Apriti cielo. Contestando il giornale diretto da Cerasa e l’articolo di Antonucci, “reo” di aver messo in fila quei fatti, il procuratore capo Spiezia solo due giorni fa ha chiesto al CSM una pratica a tutela, perché a suo dire quell’articolo rappresenterebbe «un’inaccettabile e pericolosa delegittimazione dell’operato dei magistrati dell’Ufficio».

Su questa ennesima, brutta storia, non abbiamo sentito finora niente da Ordine del giornalisti e sindacato, nemmeno le rituali prese di posizione, che restano “regolarmente” solo sulla carta.
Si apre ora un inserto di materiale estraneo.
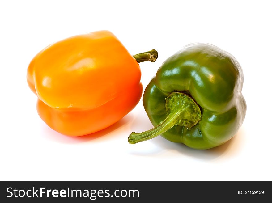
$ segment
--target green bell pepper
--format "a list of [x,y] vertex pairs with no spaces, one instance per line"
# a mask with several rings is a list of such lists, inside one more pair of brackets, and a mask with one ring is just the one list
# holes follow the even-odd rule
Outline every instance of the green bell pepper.
[[155,127],[132,133],[129,142],[161,135],[198,149],[223,144],[245,116],[243,82],[242,69],[229,53],[207,44],[185,47],[163,64],[145,91],[144,106]]

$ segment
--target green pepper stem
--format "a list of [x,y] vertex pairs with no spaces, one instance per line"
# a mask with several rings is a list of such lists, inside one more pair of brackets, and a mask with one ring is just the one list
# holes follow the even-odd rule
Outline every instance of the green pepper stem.
[[132,133],[128,137],[129,143],[134,144],[148,140],[166,132],[181,120],[181,114],[184,110],[184,109],[176,108],[165,119],[152,129],[140,133]]
[[138,63],[145,61],[155,62],[158,58],[158,52],[155,49],[152,49],[146,52],[133,55]]
[[136,144],[156,137],[176,125],[190,129],[201,119],[200,109],[189,95],[173,92],[165,98],[167,117],[157,126],[140,133],[131,133],[128,138],[130,144]]

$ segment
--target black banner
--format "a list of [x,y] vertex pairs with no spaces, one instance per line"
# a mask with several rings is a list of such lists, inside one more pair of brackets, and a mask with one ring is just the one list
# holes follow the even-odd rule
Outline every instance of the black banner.
[[168,202],[185,200],[193,202],[222,200],[263,202],[269,199],[271,188],[268,182],[2,182],[0,200],[2,202],[136,202],[151,200]]

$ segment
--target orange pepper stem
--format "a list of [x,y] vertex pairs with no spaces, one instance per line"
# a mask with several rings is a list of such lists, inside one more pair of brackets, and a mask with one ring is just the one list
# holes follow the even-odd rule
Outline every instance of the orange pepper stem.
[[146,52],[133,55],[133,57],[138,63],[145,61],[155,62],[158,58],[158,52],[155,49],[152,49]]

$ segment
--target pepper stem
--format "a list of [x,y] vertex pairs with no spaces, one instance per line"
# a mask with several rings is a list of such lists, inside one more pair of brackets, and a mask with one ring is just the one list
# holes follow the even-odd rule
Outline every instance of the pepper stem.
[[190,97],[180,92],[172,93],[165,99],[168,116],[157,126],[140,133],[132,133],[128,137],[130,144],[136,144],[159,135],[176,125],[191,128],[201,119],[198,105]]
[[158,52],[155,49],[152,49],[146,52],[133,55],[138,63],[145,61],[155,62],[158,58]]

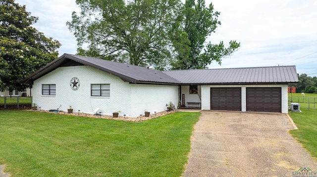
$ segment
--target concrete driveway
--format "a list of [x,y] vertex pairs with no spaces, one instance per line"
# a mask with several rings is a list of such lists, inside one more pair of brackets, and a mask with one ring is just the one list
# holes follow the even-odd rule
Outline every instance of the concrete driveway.
[[294,127],[286,115],[201,112],[184,177],[301,176],[296,173],[301,168],[317,172],[316,159],[288,133]]

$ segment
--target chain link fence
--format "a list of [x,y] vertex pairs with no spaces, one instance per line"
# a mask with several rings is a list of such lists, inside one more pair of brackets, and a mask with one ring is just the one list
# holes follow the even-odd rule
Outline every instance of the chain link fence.
[[22,109],[31,108],[32,97],[0,97],[0,108]]

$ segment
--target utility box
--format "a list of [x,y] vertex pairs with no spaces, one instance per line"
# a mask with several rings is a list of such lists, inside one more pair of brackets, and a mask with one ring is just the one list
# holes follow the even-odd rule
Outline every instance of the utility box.
[[300,111],[299,103],[291,103],[291,110],[293,111]]

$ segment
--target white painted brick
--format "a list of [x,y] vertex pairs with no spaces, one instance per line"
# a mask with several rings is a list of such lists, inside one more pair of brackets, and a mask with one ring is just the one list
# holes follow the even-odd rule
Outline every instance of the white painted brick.
[[[74,91],[70,82],[73,77],[80,82]],[[110,97],[91,96],[91,84],[110,84]],[[42,84],[56,84],[55,96],[42,95]],[[67,111],[72,106],[74,112],[93,113],[97,107],[103,115],[112,115],[120,110],[119,116],[136,117],[147,109],[154,113],[166,110],[170,101],[177,106],[178,86],[129,84],[118,77],[87,66],[61,67],[34,81],[32,89],[33,103],[44,110]]]

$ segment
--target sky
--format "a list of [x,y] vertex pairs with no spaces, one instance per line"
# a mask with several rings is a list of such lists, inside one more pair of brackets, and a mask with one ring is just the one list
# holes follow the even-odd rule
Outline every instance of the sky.
[[[297,73],[317,76],[317,0],[206,0],[212,2],[221,25],[206,42],[240,42],[238,50],[210,69],[295,65]],[[16,0],[39,17],[33,26],[58,40],[59,55],[76,54],[77,41],[66,26],[75,0]]]

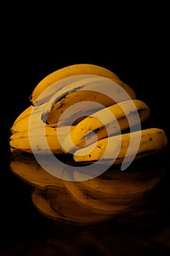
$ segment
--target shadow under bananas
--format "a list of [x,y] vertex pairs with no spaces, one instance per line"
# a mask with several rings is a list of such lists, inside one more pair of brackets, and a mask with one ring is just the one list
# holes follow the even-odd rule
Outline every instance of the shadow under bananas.
[[[166,172],[163,154],[134,161],[124,171],[113,165],[99,176],[83,181],[58,178],[45,170],[34,155],[16,150],[11,152],[10,168],[33,186],[32,203],[41,214],[53,219],[87,225],[127,211],[133,213],[136,205],[145,203],[146,195],[158,186]],[[72,159],[66,161],[73,165]],[[72,174],[68,168],[69,175],[76,179],[81,173],[75,166]]]

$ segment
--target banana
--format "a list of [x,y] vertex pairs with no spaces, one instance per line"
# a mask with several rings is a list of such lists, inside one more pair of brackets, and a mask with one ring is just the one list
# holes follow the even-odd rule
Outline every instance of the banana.
[[[62,144],[66,153],[74,152],[76,147],[82,147],[107,136],[118,134],[129,128],[140,124],[148,119],[150,108],[139,99],[126,100],[115,104],[96,112],[80,121],[70,135],[66,137]],[[69,138],[72,141],[69,143]]]
[[[112,78],[96,75],[85,76],[52,94],[42,115],[43,122],[48,124],[60,120],[68,125],[71,118],[76,120],[80,115],[87,116],[116,102],[136,98],[134,91],[122,81],[115,83]],[[72,108],[62,116],[69,107]]]
[[[65,129],[66,127],[61,127],[58,128],[60,130],[60,138],[63,140],[66,135]],[[71,129],[74,127],[71,127]],[[18,149],[27,153],[34,154],[48,154],[48,148],[46,145],[42,143],[43,138],[45,138],[48,146],[53,154],[63,154],[63,148],[61,146],[58,136],[57,135],[57,128],[46,127],[45,134],[39,134],[39,127],[35,127],[31,129],[31,132],[28,129],[20,132],[15,132],[9,137],[9,146],[12,148]],[[63,136],[63,138],[62,138]],[[31,146],[30,143],[30,138],[35,141]]]
[[[34,104],[42,104],[42,102],[36,102],[36,100],[39,95],[41,95],[42,93],[49,86],[62,79],[80,75],[95,75],[108,78],[112,78],[115,81],[120,80],[120,79],[114,72],[103,67],[90,64],[73,64],[59,69],[42,79],[35,87],[31,95],[30,96],[30,102],[33,105],[34,105]],[[62,86],[59,87],[58,89],[61,88]]]
[[[29,106],[18,116],[10,129],[9,143],[11,151],[18,149],[27,153],[34,151],[37,154],[46,154],[48,151],[47,146],[41,143],[42,140],[45,138],[53,154],[63,154],[58,140],[58,131],[60,131],[60,138],[63,140],[67,127],[62,126],[57,128],[43,124],[40,118],[41,114],[42,106],[37,108]],[[30,124],[31,115],[31,124]],[[45,127],[45,132],[41,132],[42,133],[41,134],[42,125]],[[70,130],[74,127],[72,126]],[[36,142],[32,143],[31,146],[30,138]]]
[[[134,148],[131,147],[130,151],[128,151],[131,136],[134,141],[136,139],[138,140],[139,136],[140,136],[137,152],[134,152]],[[119,148],[120,142],[120,148]],[[108,143],[112,146],[112,149],[106,151]],[[101,162],[96,162],[109,164],[110,161],[112,162],[115,152],[120,149],[117,156],[114,159],[114,164],[121,164],[123,161],[128,162],[131,157],[136,159],[155,154],[166,147],[168,139],[163,129],[147,128],[141,131],[138,130],[99,140],[95,146],[92,143],[87,147],[77,149],[74,153],[73,158],[77,162],[87,163],[100,160],[103,157]]]

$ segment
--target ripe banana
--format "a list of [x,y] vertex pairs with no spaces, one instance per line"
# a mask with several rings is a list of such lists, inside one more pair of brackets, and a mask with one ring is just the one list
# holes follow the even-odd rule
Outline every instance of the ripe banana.
[[[115,81],[120,80],[120,79],[115,73],[103,67],[90,64],[73,64],[58,69],[42,79],[35,87],[31,95],[30,96],[30,101],[31,104],[42,104],[42,102],[36,102],[36,99],[47,88],[53,85],[54,83],[66,78],[80,75],[95,75],[104,78],[112,78]],[[62,86],[58,89],[61,88]]]
[[[121,81],[115,83],[103,77],[85,76],[84,79],[66,85],[55,94],[53,91],[42,112],[42,119],[48,124],[60,120],[63,125],[68,125],[71,118],[76,120],[80,114],[82,117],[87,116],[116,102],[136,98],[134,90]],[[78,102],[80,104],[77,106],[76,103]],[[67,115],[65,112],[65,116],[62,116],[71,106]]]
[[[131,136],[133,139],[136,138],[137,140],[140,136],[140,143],[137,152],[134,152],[134,148],[131,148],[130,151],[128,151]],[[106,151],[108,142],[112,145],[112,150]],[[119,148],[120,142],[120,148]],[[104,156],[101,162],[99,161],[98,163],[109,164],[110,161],[112,162],[115,152],[120,149],[114,164],[121,164],[123,161],[128,162],[133,157],[134,157],[134,159],[136,159],[155,154],[163,149],[167,143],[167,137],[163,129],[148,128],[101,139],[97,141],[95,146],[92,143],[87,147],[77,149],[74,153],[73,157],[75,162],[87,163],[99,160]],[[98,163],[98,162],[96,162]]]
[[[75,146],[82,147],[107,136],[118,134],[129,127],[145,121],[150,116],[150,108],[139,99],[126,100],[98,110],[80,121],[62,144],[67,152],[74,152]],[[69,137],[72,143],[69,143]]]
[[[61,139],[63,140],[66,135],[65,129],[67,129],[67,127],[61,127],[58,129],[60,129]],[[74,129],[74,127],[71,127],[72,129]],[[30,133],[28,129],[13,133],[9,138],[10,147],[27,153],[48,154],[47,146],[42,143],[42,139],[45,138],[48,146],[53,154],[64,153],[58,140],[57,128],[46,127],[45,133],[42,135],[39,134],[39,127],[33,128],[31,132],[34,132],[34,135]],[[31,140],[36,142],[31,146],[30,143],[31,137]]]

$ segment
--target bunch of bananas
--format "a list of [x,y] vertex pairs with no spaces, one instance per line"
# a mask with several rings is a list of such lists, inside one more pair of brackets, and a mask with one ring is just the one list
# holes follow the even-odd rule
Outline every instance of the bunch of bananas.
[[[112,90],[107,91],[107,85]],[[150,117],[150,108],[114,72],[100,66],[58,69],[39,82],[29,99],[10,129],[11,151],[44,154],[50,148],[54,154],[71,153],[76,163],[101,158],[109,163],[114,158],[116,165],[157,153],[168,143],[162,129],[140,129]],[[134,151],[131,140],[135,144],[139,136]],[[42,139],[47,144],[41,143]],[[111,150],[107,151],[108,145]]]

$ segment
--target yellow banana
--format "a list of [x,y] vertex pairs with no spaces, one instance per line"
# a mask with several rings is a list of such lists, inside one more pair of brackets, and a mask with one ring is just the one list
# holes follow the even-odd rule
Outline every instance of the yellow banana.
[[[116,102],[136,98],[134,91],[121,81],[115,83],[111,78],[88,76],[69,83],[55,94],[53,91],[50,100],[42,111],[42,119],[48,124],[60,120],[68,125],[72,118],[76,120],[80,115],[87,116]],[[69,107],[72,107],[69,112],[62,116]]]
[[[73,129],[74,127],[72,127],[72,128]],[[61,127],[58,129],[60,130],[61,139],[63,140],[66,136],[65,129],[67,129],[67,127]],[[34,134],[31,135],[31,132],[34,132]],[[32,143],[31,146],[30,138],[32,141],[35,141],[35,143]],[[9,146],[12,148],[28,153],[47,154],[47,146],[41,143],[44,138],[45,138],[50,149],[53,154],[64,153],[58,140],[57,128],[47,126],[45,129],[45,134],[39,134],[39,127],[33,128],[31,130],[27,129],[20,132],[14,132],[9,138]]]
[[[128,151],[131,136],[133,140],[138,140],[140,136],[140,143],[137,152],[136,148]],[[107,150],[108,143],[111,145],[111,150]],[[120,143],[120,148],[119,148]],[[77,149],[74,153],[74,159],[79,162],[92,162],[99,160],[102,157],[104,163],[112,162],[115,153],[117,151],[117,157],[114,159],[114,164],[121,164],[123,161],[128,162],[131,157],[139,159],[144,157],[155,154],[166,146],[168,139],[165,132],[159,128],[148,128],[120,135],[111,136],[97,141],[96,145],[93,143],[90,146]],[[119,150],[120,149],[120,150]],[[101,164],[99,161],[98,163]]]
[[[63,146],[67,151],[77,147],[87,146],[96,140],[118,134],[129,127],[145,121],[150,116],[150,108],[139,99],[126,100],[96,112],[80,121],[70,135],[66,137]],[[72,143],[69,143],[69,137]]]
[[[103,67],[91,64],[73,64],[59,69],[42,79],[35,87],[30,96],[31,102],[32,105],[34,105],[39,95],[54,83],[66,78],[80,75],[95,75],[112,78],[115,81],[120,80],[114,72]],[[39,102],[38,104],[42,104],[42,102]]]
Chi invece ha deciso di associarsi concretamente ai giornalisti in questa battaglia è stato il Movimento Forense, che da tempo opera in maniera indipendente, al di fuori del tradizionali schemi associativi dell’Avvocatura.«Ermes, un giovane d’esperienza, classe 1991 – scrive in un comunicato del 19 aprile la presidente, Elisa Demma – tra le tante ha seguito le vicende della Procura di Firenze, documentandone alcuni errori, alcuni consecutivi fallimenti, per i quali si è dovuta pronunziare, più volte, la Corte di Cassazione e finanche la Corte Costituzionale». Segue il rapido resoconto dell’accaduto. Quindi la netta condanna dell’iniziativa intrapresa dalla procura di Firenze: «La libertà di stampa – scrive l’avvocato Demma – non è un orpello, non può essere proclamata a caso e, soprattutto, non può ritenersi ammissibile che un Organo dello Stato sia strumentalizzato perché un giornalista si limita a riportare il vero, il dato che segna l’operato di uno o più magistrati come errato, il tutto ovviamente ex post».

Rita Pennarola

Resta il fatto che, quanto meno, il Foglio sia arrivato a scrivere quella stessa verità minuziosamente documentata nel libro di Rita Pennarola, basato anche sulla incessante attività in difesa del diritto portata avanti, in solitario ma con grande forza, da Enrico Costa. E cioè che, come scrive il direttore Cirasa concludendo l’articolo sulla vicenda: «i magistrati sono delle figure sacre, come dei sacerdoti, e qualunque critica possa essere mossa contro di loro equivale a un oltraggio, a una lesa maestà, a un atto al quale si può rispondere solo lanciando una fatwa contro chi ha osato mostrare la presenza di un re nudo».

Bisognava provarlo sulla pelle, come tante volte è accaduto a noi della Voce, per arrivare a questa elementare, per quanto agghiacciante, conclusione.